The Navy has prepared an environmental assessment on its plan to increase testing of unmanned aerial, land and underwater systems — also known as drones — in its Atlantic Test Ranges. The ATR’s 1,800-square-mile inner range overlaps Maryland portions of the Chesapeake Bay and parts of Westmoreland, Northumberland and Lancaster counties in Virginia’s Northern Neck.
As part of its environmental review, the Navy must notify the Virginia Department of Environmental Quality. DEQ then determines whether the proposal is consistent with the Virginia Coastal Zone Management Program.
The Navy says the plan would have no impact on land, water or natural resources in Virginia, though it “would lead to minor increases in air pollution emissions” from aircraft. DEQ has until mid-October to agree or object to potential impacts.
The core of the inner range is centered on the Patuxent River Naval Air Station, the nearby Webster Field Annex and the Bloodsworth Island Range off Maryland’s Eastern Shore.
The Navy wants to expand its testing and evaluation program to develop a new generation of drones, along with their associated sensors and payloads.

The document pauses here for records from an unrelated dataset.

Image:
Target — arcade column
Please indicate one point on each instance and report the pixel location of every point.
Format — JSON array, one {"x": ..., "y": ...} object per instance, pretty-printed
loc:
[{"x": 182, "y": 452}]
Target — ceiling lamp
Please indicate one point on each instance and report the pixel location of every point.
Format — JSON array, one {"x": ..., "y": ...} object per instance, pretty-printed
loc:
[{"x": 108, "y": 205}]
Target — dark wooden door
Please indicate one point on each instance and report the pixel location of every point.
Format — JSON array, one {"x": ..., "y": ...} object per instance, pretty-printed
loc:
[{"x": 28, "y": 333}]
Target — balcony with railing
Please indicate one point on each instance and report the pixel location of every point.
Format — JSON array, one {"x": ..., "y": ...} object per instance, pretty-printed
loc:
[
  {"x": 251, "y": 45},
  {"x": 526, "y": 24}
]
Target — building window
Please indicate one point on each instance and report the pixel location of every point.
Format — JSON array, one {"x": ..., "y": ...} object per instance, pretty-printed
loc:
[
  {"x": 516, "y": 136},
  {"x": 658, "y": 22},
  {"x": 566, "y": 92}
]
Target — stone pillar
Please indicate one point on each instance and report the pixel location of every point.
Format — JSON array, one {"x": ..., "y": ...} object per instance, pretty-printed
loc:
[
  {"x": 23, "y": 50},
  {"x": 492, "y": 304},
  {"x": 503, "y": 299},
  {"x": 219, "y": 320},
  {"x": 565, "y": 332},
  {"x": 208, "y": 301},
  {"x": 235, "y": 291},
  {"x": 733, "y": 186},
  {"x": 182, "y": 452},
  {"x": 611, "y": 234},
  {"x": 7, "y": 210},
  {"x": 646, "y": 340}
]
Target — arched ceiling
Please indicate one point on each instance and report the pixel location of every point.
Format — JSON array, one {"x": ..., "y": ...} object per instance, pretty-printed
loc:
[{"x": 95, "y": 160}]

The environmental assessment says only aerial equipment would operate in Virginia, where there’s a swath of restricted-range airspace. No sea- or land-based systems are tested in Virginia.
The aerial drones undergoing testing range from lightweight models, such as the Puma, with a wingspan of 8.5 feet and a surveillance range of about 6 miles, to the Triton, with a wingspan of 131 feet and requiring a runway for takeoff. The Triton has a range of more than 15,000 miles and can stay aloft for 24 hours.
The unmanned aircraft are grouped in five categories according to size, with Group 1 being the smallest and Group 5 the largest. Under the Navy’s preferred alternative, yearly flight hours would increase from 156 hours to 384 hours for Group 1; 100 to 252 hours for Group 2; 303 to 751 hours for Group 3; 428 to 1,056 hours for Group 4; and 426 to 1,024 hours for Group 5. Hours for lighter-than-air craft, in a separate category, would rise from 60 to 100 hours.
Brandi Simpson, an environmental scientist with the Atlantic Test Ranges, said in an email that it is difficult to estimate the total number of additional flight hours over the Northern Neck. Those flights are “tracked for the entire restricted airspace not specific areas,” she said.
All types of drones can fly over the Virginia counties, but the smaller ones (Groups 1–3) typically fly over Virginia waters only, given their limited range.
The largest ones (Groups 4 and 5) flying over the Northern Neck would operate at a minimum altitude of 3,500 feet, in accordance with the flight restrictions for the airspace.
According to the Navy, unmanned aircraft testing began as early as 1960 at the ATR’s inner range, with a QH–50 Gyrodyne Drone Anti-Submarine Helicopter. In the 1980s, a detachment was created at Webster Field Annex to train ground crew members on the RQ–2 Pioneer, the first surveillance drone used by the U.S. military. Numerous others have been developed and tested since then.
The environmental assessment is currently under an interagency review period that ends Oct. 18. The Navy is expected to make its final determination by year’s end.